Hindutva Watch received an email from X informing them that Haryana police wanted one of their tweets to be taken down in the aftermath of the Nuh violence, where it documented Hindu extremists using the violent slogan “Jab Mulle Kaate Jaayenge Ram Ram Chillaayenge.” (“When Muslims will be slaughtered, they will scream Lord Ram’s name.)”
“There is an attempt to silence us because our documentation of the hate speeches against religious minorities in India is being used by journalists outside India as well,” Hindutva Watch’s Washington-based admin Raqib Hameed Naik said to the Daily Dot. “So, internationally this puts the Indian government in an uncomfortable position as they can’t defend this. Hate speeches documented by us were used by petitioners who went to India’s Supreme Court to file a case against hate speech. That’s why they want to stop the documentation of hate speeches.”

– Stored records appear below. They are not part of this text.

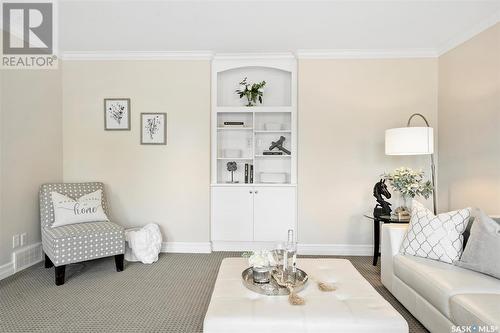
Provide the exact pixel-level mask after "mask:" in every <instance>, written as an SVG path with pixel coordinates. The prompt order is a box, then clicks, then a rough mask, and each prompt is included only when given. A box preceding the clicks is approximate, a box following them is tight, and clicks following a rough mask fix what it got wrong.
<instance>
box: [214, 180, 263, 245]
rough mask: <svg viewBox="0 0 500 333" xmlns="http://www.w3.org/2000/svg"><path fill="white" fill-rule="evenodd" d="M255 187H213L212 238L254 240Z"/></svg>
mask: <svg viewBox="0 0 500 333" xmlns="http://www.w3.org/2000/svg"><path fill="white" fill-rule="evenodd" d="M253 199H254V196H253V189H252V188H249V187H232V186H231V187H214V188H212V240H213V241H253Z"/></svg>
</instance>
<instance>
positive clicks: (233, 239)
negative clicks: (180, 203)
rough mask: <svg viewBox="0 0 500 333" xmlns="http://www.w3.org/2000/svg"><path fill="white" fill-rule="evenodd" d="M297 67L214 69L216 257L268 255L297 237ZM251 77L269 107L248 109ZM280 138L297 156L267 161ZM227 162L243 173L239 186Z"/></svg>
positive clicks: (266, 106) (242, 56)
mask: <svg viewBox="0 0 500 333" xmlns="http://www.w3.org/2000/svg"><path fill="white" fill-rule="evenodd" d="M296 67H297V65H296V59H295V57H294V56H293V55H292V54H273V55H269V54H257V55H255V54H254V55H234V54H233V55H217V56H216V57H215V58H214V60H213V62H212V117H211V119H212V125H211V129H212V130H211V132H212V142H211V145H212V146H211V148H212V149H211V160H212V165H211V240H212V249H213V250H216V251H219V250H221V251H224V250H252V249H256V248H262V246H264V245H263V244H275V242H276V241H283V240H286V237H287V230H288V229H295V230H296V225H297V221H296V219H297V218H296V216H297V213H296V209H297V208H296V206H297V205H296V184H297V130H296V129H297V69H296ZM245 77H246V78H247V79H248V80H249V81H251V82H253V83H258V82H261V81H266V85H265V87H264V88H265V90H264V96H263V103H262V104H257V106H252V107H248V106H245V105H246V103H247V100H246V99H245V98H242V99H240V98H239V96H238V95H237V94H236V93H235V91H236V89H238V88H239V82H241V81H242V80H243V79H244V78H245ZM226 122H240V123H242V124H239V125H238V126H228V125H227V124H225V123H226ZM280 137H284V138H285V139H284V142H283V147H284V148H286V149H287V150H289V151H290V154H289V155H287V154H283V155H268V154H265V153H264V152H265V151H269V148H270V146H271V144H272V142H276V141H277V140H279V139H280ZM273 151H277V150H276V149H274V150H273ZM228 162H235V163H236V166H237V170H236V171H235V172H234V178H233V179H234V181H235V182H233V183H231V182H230V181H231V172H230V171H228V170H227V163H228ZM245 164H247V165H249V166H250V165H252V166H253V171H254V173H253V183H250V179H248V182H245ZM248 178H250V175H249V177H248Z"/></svg>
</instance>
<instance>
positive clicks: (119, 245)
mask: <svg viewBox="0 0 500 333" xmlns="http://www.w3.org/2000/svg"><path fill="white" fill-rule="evenodd" d="M97 190H102V208H103V210H104V212H105V213H106V215H107V216H108V217H109V210H108V205H107V203H106V196H105V193H104V184H103V183H56V184H44V185H42V186H41V187H40V193H39V196H40V222H41V228H42V246H43V251H44V252H45V267H46V268H50V267H52V266H55V282H56V285H58V286H59V285H62V284H64V276H65V269H66V265H68V264H73V263H78V262H82V261H87V260H92V259H97V258H103V257H109V256H115V264H116V270H117V271H118V272H121V271H122V270H123V259H124V253H125V233H124V229H123V227H121V226H119V225H118V224H116V223H113V222H87V223H78V224H70V225H65V226H60V227H54V228H53V227H52V226H51V225H52V223H53V222H54V207H53V205H52V198H51V194H50V193H51V192H58V193H60V194H64V195H66V196H68V197H70V198H72V199H78V198H80V197H81V196H82V195H85V194H88V193H92V192H95V191H97Z"/></svg>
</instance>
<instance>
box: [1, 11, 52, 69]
mask: <svg viewBox="0 0 500 333" xmlns="http://www.w3.org/2000/svg"><path fill="white" fill-rule="evenodd" d="M2 30H3V41H2V63H1V67H2V69H40V68H44V69H50V68H57V64H58V61H57V56H56V55H55V54H54V41H55V37H54V35H55V27H54V3H53V2H49V1H45V2H29V3H28V2H3V3H2Z"/></svg>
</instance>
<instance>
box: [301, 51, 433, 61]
mask: <svg viewBox="0 0 500 333" xmlns="http://www.w3.org/2000/svg"><path fill="white" fill-rule="evenodd" d="M437 56H438V54H437V52H436V51H435V50H432V49H401V50H396V49H394V50H390V49H388V50H369V49H367V50H361V49H359V50H358V49H344V50H298V51H297V58H299V59H395V58H436V57H437Z"/></svg>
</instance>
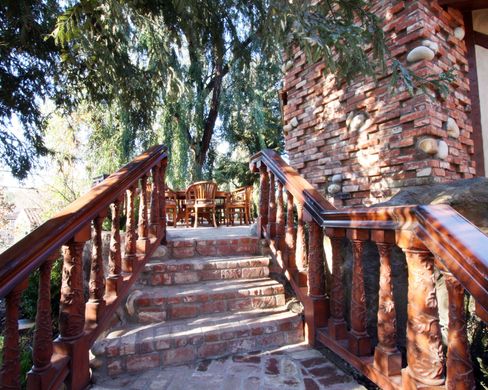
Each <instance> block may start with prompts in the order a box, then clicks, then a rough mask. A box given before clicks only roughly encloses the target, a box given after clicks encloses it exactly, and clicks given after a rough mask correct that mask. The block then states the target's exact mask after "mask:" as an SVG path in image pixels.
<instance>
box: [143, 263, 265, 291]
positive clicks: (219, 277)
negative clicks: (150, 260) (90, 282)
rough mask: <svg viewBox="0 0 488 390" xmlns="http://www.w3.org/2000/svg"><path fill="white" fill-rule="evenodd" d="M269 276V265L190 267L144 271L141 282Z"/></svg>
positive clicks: (233, 278) (164, 284)
mask: <svg viewBox="0 0 488 390" xmlns="http://www.w3.org/2000/svg"><path fill="white" fill-rule="evenodd" d="M188 268H190V267H188ZM268 276H269V268H268V266H262V267H243V268H225V269H202V270H194V269H192V268H190V269H189V270H188V271H183V272H170V271H166V272H144V274H143V275H142V277H141V280H140V282H141V284H144V285H150V286H172V285H182V284H193V283H199V282H206V281H210V280H237V279H259V278H265V277H268Z"/></svg>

In just the last year, Hindutva Watch received six emails from X informing it that various agencies in India wanted its tweets documenting hate speech against Muslims to be withheld in India. Four requests were approved.
In July, one even went further. A request from a law enforcement agency in India’s state of Maharashtra called for its X account to be entirely withheld inside India, claiming that it violates India’s Information Technology Act.
The Modi government going after journalists and activists documenting videos of hate speech is setting a dangerous precedent that could be followed and iterated on by successive governments.
As this government is aggressively censoring videos on X, journalists like Zubair now don’t post videos documenting anti-Muslim hate speeches and hate crimes as frequently as they used to.
“By censoring the videos, this government wants to kill this system of documentation which demoralizes journalists to do this work,” said Zubair. “This also allows the government to escape accountability.”
“It’s very unlikely that this is going to stop,” fears Nail. “This government has set an example on how to control information which is uncomfortable for them.”